Hey hey, it’s me, again!
I just want to say I was feeling very lonely. Not because I was alone, but Ii was feeling really empty ): people of my age are getting engaged or married, yet here I am trying to sort my life straight..
and I guess I hope that I can have someone by my side too. As long as I can remember, I always had someone to lean on. And please don’t think I’m like a whore or a slut that can’t stay single. Being single after years of being in relationships definitely had positive impact on myself. But truth to be told, I get sad whenever I remember I have nobody there for me - not just as friend, but something more yknow? Sometimes I think I’m just desperate lmao.
I remember doing a tarot reading early this year. We were to pick three cards that will represent our past, present, and future reading.
Past: I was a solitude person. Enjoy me-time and did a lot of soul searching
Present: I am a nurturing person. Need to nurture my current relationships otherwise the blooming flowers will wither
Future: I'll experience emotional losses. Got to learn to let go of the experiences that is holding me back from loving
I can confirm “past reading” is true af. There was a period where I just wanted me time so much. Back to the days when my relationship was failing, I isolated myself from everyone, did plentiful of soul searching. And hey, look where I am now! I can confidently say I’m doing pretty great at the moment, not perfect but it’s great!

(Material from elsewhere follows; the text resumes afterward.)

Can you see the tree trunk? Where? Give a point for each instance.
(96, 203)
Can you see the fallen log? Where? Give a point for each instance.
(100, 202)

Present self..? I’m not too sure when does the “present” reading start or end at. My interpretation of the reading basically mean that it’s asking me to stop cutting people off.
Future reading. I’ve been experiencing emotional losses all my life so what is it saying hahaha. Also those losses really held me back from opening up to anyone else. When someone approaches me, I’ll begin finding reasons and ways to push him away. I just don’t feel comfortable enough to allow anyone in. And i guess that’s where the reading is guiding me? Regardless of its true intention, I agree that it has come to a time when I should really let go of all the pains. I’ve been holding it back so much that the scars aren’t healing, not a single bit. I know I’ve said before that the hurts will never go away, but it’s only natural to put the hurt in the past in order to grow..
All these while, I’ve been trying to find a sign of familiarity in the ones I’ve dated ever since I’m back to the single market. Truthfully, I’m sorry to everyone. It’s not only unfair to the guys I’ve dated when I compared them. And also it’s equally awful for me trying to get replacement for my past comforts/loves/affections. It’s wrong of me. I apologize sincerely from my heart.
To my dear you, I’ve loved you. Nobody can ever steal the love I’ve given away from you. For both of us to move on, we must put everything down, for good. I know we’ve said multiple times that things would never go back to the same as it was, yet a small part of us was still hoping for otherwise. But hey, we know it can never happen - and we shall let go of the hurt. Open up to opportunities, to people whom we think are able to accept us for who we are. And I’m hopeful to the day’s arrival when we can finally meet up and talk without hurting, laughing and sharing our stories over a cup of Starbucks coffee (cause we atas like that). It will all be alright, I promise!